Luke and the old woman’s voice buzzed in the background, as he pretended that he’d just come there to chat, distracting the old woman from their real mission.
Gabriella let the spoken words flow over her as she rummaged for the real information.
“You grew up here in Houma?” Luke asked.
“Uh-huh.”
“Was it a good place to live?”
“I loved it here.”
“And you were married?”
“Yes, but my husband died years ago.”
“I’m sorry.”
“I got by on my own.”
“You didn’t have any children?”
“We had a little boy who died.”
“I’m so sorry,” he said again.
The questions went on in that vein for several minutes.
We should go, Gabriella said silently.
Okay. Luke turned his attention back to the old woman. “It was nice talking to you.”
“Do you know that other couple?” Mrs. Bolton asked.
“I don’t think so.”
“If you see them, say hello for me.”
“We will,” Luke replied before they turned and headed back the way they’d come. They didn’t speak until they’d left the building and gotten into the car.
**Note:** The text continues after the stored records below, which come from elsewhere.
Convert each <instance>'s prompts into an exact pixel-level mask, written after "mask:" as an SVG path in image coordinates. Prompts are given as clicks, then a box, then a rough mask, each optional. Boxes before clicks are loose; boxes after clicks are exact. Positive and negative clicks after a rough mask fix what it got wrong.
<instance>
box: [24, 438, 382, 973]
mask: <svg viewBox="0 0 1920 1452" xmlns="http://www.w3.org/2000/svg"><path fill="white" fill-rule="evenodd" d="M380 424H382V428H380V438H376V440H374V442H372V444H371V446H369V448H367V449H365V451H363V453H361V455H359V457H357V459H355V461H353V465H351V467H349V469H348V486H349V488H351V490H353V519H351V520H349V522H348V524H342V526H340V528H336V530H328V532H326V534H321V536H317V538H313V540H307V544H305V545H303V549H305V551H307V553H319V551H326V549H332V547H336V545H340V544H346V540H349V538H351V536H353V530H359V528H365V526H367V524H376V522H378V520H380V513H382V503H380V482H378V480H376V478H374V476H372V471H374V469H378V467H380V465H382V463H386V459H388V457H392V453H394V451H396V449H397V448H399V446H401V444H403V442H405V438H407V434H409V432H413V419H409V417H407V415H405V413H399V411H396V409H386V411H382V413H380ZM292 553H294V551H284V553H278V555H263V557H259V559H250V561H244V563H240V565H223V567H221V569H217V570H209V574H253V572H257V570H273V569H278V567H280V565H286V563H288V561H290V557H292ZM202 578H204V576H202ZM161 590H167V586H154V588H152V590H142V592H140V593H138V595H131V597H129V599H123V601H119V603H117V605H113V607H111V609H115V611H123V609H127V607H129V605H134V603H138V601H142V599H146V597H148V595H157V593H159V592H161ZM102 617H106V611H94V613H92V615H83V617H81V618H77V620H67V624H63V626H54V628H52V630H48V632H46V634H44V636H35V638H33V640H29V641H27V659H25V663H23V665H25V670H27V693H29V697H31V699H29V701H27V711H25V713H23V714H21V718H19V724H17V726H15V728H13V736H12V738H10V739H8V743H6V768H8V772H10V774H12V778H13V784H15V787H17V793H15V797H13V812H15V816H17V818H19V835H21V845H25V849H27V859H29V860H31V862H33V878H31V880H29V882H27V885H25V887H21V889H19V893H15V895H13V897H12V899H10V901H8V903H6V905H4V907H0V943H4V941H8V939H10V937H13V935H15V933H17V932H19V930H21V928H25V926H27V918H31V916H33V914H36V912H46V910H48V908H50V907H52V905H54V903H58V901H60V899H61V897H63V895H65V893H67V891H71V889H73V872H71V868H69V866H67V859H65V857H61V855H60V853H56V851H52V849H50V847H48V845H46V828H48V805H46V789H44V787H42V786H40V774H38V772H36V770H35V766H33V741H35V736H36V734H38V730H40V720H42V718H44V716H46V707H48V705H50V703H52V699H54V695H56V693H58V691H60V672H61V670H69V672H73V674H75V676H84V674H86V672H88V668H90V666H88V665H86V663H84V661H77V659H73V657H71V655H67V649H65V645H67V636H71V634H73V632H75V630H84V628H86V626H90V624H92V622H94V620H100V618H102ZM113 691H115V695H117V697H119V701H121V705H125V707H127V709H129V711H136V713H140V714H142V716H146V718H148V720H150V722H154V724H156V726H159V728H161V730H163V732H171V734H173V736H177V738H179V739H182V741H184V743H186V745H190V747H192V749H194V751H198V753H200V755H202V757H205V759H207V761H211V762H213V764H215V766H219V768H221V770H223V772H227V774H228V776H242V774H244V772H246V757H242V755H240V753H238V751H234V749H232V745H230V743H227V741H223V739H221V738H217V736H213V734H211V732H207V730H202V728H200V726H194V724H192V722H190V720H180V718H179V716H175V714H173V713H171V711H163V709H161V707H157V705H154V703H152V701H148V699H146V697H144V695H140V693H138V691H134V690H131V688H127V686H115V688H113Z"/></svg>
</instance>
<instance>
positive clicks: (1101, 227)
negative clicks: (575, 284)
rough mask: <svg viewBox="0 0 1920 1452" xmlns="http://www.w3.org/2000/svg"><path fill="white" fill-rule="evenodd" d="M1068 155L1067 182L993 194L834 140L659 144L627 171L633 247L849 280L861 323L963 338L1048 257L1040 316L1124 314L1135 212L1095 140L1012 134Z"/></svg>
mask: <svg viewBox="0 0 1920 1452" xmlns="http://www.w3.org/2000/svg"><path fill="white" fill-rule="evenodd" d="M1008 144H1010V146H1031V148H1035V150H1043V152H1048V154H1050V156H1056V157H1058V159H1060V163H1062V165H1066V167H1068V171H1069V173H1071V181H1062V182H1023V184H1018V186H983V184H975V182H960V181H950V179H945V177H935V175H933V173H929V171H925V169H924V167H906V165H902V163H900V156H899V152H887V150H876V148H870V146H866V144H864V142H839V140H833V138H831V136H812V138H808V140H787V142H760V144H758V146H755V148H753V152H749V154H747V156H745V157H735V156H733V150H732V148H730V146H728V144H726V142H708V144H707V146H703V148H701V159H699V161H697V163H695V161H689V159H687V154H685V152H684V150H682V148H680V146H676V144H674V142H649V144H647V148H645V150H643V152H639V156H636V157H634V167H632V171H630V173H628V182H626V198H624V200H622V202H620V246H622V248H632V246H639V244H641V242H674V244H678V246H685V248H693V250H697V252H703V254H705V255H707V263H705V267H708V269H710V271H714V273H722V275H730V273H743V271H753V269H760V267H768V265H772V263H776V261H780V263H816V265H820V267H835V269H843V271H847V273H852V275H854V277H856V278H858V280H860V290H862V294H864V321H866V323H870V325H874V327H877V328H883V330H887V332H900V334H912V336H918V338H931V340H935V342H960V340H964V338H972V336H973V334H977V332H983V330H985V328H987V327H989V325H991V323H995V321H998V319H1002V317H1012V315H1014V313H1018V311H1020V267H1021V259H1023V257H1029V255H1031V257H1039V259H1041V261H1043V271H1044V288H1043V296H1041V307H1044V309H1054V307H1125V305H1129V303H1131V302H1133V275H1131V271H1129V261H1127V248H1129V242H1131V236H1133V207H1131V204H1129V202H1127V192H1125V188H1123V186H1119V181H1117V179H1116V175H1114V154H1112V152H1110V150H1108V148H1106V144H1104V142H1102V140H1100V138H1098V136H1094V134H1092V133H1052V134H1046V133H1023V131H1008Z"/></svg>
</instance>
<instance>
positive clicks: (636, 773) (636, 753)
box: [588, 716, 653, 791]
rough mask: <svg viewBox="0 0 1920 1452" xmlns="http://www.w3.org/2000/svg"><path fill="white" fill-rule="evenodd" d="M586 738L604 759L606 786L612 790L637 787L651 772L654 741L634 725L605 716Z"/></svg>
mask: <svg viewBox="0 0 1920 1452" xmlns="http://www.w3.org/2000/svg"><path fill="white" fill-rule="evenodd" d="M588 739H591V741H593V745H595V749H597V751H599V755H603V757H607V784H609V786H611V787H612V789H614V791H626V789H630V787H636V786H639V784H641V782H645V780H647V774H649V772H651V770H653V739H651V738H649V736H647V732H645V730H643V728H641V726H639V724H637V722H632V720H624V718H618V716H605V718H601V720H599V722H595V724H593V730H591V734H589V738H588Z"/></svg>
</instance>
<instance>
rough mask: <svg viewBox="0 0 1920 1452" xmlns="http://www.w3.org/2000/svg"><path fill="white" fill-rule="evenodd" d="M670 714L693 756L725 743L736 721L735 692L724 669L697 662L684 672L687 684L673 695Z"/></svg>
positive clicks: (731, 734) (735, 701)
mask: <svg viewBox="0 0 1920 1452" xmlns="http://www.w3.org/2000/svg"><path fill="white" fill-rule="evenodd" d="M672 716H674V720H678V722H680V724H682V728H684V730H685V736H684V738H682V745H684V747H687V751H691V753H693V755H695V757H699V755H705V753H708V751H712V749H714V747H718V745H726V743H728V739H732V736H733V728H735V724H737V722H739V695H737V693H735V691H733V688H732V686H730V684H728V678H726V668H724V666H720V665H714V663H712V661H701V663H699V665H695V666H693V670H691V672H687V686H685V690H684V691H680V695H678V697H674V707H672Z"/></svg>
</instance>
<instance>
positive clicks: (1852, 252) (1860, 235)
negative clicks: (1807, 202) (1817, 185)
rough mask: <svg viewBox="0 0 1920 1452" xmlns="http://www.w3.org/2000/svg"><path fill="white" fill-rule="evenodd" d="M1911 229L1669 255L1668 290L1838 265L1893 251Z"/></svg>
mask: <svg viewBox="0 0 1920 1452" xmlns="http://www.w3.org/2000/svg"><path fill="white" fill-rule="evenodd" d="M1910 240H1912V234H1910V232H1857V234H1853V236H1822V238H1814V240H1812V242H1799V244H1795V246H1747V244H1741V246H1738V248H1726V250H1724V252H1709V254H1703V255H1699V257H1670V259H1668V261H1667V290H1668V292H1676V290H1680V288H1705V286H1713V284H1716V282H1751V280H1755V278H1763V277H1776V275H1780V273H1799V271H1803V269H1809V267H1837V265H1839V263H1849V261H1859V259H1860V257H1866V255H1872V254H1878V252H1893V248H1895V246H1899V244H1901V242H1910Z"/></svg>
“That was strange,” he said. “Someone else was here. Asking about the clinic.”
She shuddered. “Someone else looking for us?”
“There’s another explanation. What if it was someone else like us, doing the same thing we were?”
“If they were here, what happened to them?”
Luke shook his head, but she caught his thought.
Let’s hope they’re not dead.
Could George have been after them?
I wish I knew.
They sat for a few moments in silence, unable to come to any conclusions. Finally they turned back to the reason for coming to the nursing home.
“Did you get some names of people who worked at the clinic from her?” Luke asked.
She was glad to change the subject. “Yes.”
Reaching for his hand, she let the information she’d obtained flow from her mind to his. There were two other nurses who had worked at the clinic who were also still in town.